A53D-03
Substantial Underestimation of Post-harvest Burning Emissions in East China as Seen by Multi-species Space Observations

Friday, 18 December 2015: 14:10
3010 (Moscone West)
Trissevgeni Stavrakou1, Jean-Francois Muller2, Maite Bauwens2, Isabelle De Smedt1, Christophe Lerot1 and Michel Van Roozendael1, (1)Belgian Institute for Space Aeronomy, Brussels, Belgium, (2)Belgisch Instituut voor Ruimte-Aeronomie, Brussel, Belgium
Abstract:
Crop residue burning is an important contributor to global biomass burning. In the North China Plain, one of the largest and densely populated world plains, post-harvest crop burning is a common agricultural management practice, allowing for land clearing from residual straw and preparation for the subsequent crop cultivation. The most extensive crop fires occur in the North China Plain in June after the winter wheat comes to maturity, and have been blamed for spikes in air pollution leading to serious health problems. Estimating harvest season burning emissions is therefore of primary importance to assess air quality and define best policies for its improvement in this sensitive region. Bottom-up approaches, either based on crop production and emission factors, or on satellite burned area and fire radiative power products, have been adopted so far, however, these methods crucially depend, among other assumptions, on the satellite skill to detect small fires, and could lead to underestimation of the actual emissions.
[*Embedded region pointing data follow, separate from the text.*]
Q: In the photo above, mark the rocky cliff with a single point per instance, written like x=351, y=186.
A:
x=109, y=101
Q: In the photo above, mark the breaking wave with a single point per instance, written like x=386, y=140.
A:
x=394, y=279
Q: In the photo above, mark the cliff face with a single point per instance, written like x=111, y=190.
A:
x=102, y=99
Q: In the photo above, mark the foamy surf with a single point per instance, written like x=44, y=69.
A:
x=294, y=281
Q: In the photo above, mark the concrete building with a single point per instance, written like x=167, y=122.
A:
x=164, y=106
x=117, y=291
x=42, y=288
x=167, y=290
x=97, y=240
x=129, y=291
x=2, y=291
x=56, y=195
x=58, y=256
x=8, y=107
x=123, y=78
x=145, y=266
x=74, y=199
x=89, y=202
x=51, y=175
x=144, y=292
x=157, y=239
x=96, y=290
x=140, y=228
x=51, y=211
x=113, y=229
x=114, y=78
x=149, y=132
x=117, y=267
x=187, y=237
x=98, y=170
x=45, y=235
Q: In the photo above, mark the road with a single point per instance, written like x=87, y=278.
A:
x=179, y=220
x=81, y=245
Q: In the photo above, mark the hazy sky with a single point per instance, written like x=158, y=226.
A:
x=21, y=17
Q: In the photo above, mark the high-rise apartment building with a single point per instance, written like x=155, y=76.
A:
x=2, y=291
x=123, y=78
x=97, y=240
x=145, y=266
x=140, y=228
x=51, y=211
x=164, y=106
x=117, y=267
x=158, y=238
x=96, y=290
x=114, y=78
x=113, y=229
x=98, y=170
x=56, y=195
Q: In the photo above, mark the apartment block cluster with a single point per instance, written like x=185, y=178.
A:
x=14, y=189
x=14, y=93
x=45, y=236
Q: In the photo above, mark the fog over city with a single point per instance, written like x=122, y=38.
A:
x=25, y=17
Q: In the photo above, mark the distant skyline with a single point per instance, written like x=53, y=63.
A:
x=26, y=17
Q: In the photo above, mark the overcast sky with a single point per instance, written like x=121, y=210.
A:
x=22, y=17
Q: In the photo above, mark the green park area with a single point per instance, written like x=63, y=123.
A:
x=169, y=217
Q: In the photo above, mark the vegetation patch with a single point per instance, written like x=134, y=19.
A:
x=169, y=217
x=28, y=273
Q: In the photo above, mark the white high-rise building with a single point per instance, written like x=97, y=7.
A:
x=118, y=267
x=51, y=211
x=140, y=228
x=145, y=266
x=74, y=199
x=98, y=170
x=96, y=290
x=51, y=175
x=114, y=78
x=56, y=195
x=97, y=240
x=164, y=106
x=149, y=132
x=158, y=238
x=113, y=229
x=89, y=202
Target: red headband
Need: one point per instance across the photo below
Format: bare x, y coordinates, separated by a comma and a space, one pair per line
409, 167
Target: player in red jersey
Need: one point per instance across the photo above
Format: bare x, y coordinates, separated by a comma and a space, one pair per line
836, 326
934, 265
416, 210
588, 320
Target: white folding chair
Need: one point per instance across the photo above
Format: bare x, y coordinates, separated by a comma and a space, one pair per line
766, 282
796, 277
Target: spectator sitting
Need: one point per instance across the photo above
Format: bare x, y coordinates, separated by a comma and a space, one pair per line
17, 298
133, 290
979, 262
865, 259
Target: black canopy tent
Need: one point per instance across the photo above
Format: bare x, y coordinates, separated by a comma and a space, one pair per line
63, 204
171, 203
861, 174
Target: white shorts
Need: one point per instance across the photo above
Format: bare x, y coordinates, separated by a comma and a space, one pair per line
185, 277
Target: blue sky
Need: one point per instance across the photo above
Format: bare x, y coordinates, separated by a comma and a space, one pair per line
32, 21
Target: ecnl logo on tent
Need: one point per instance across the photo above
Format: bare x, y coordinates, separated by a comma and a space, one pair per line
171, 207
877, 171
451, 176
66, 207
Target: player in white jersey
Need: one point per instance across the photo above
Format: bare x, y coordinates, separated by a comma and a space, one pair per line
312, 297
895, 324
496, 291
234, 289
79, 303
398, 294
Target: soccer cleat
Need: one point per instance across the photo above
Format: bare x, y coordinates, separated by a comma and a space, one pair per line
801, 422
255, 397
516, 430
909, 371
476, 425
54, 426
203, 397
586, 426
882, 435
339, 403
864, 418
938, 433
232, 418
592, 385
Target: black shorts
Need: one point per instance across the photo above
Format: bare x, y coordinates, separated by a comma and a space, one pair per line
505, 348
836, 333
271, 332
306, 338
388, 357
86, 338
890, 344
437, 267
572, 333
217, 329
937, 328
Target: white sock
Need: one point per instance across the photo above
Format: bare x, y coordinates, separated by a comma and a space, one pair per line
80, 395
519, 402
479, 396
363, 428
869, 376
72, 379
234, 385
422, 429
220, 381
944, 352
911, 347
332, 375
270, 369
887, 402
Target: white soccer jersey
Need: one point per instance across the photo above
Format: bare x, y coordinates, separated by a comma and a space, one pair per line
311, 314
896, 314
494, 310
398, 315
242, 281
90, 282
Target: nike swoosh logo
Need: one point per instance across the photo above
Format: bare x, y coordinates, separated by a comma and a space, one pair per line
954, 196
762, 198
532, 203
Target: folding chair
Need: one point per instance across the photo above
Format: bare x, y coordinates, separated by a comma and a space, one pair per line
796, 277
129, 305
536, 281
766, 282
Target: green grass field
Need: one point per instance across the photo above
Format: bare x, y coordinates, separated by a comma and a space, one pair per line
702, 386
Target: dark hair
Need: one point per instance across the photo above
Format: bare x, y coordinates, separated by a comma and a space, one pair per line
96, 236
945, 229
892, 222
The flux inversion of atmospheric observations is an alternative, independent approach for inferring the emissions from crop fires. Satellite column observations of formaldehyde (HCHO) exhibit a strong peak over the North China Plain in June, resulting from enhanced pyrogenic emissions of a large suite of volatile organic compounds (VOCs), precursors of HCHO. We use vertical columns of formaldehyde retrieved from the OMI instrument between 2005 and 2012 as constraints in an adjoint inversion scheme built on IMAGESv2 CTM, and perform the optimization of biogenic, pyrogenic, and anthropogenic emission parameters at the model resolution. We investigate the interannual variability of the top-down source, quantify its importance for the atmospheric composition on the regional scale, and explore its uncertainties. The OMI-based crop burning source is compared with the corresponding anthropogenic flux in the North China Plain, and is evaluated against HCHO columns from the GOME-2 instrument. The contribution of crop fires to the observed glyoxal and NO2 columns from OMI, and methanol columns from IASI is also investigated and discussed.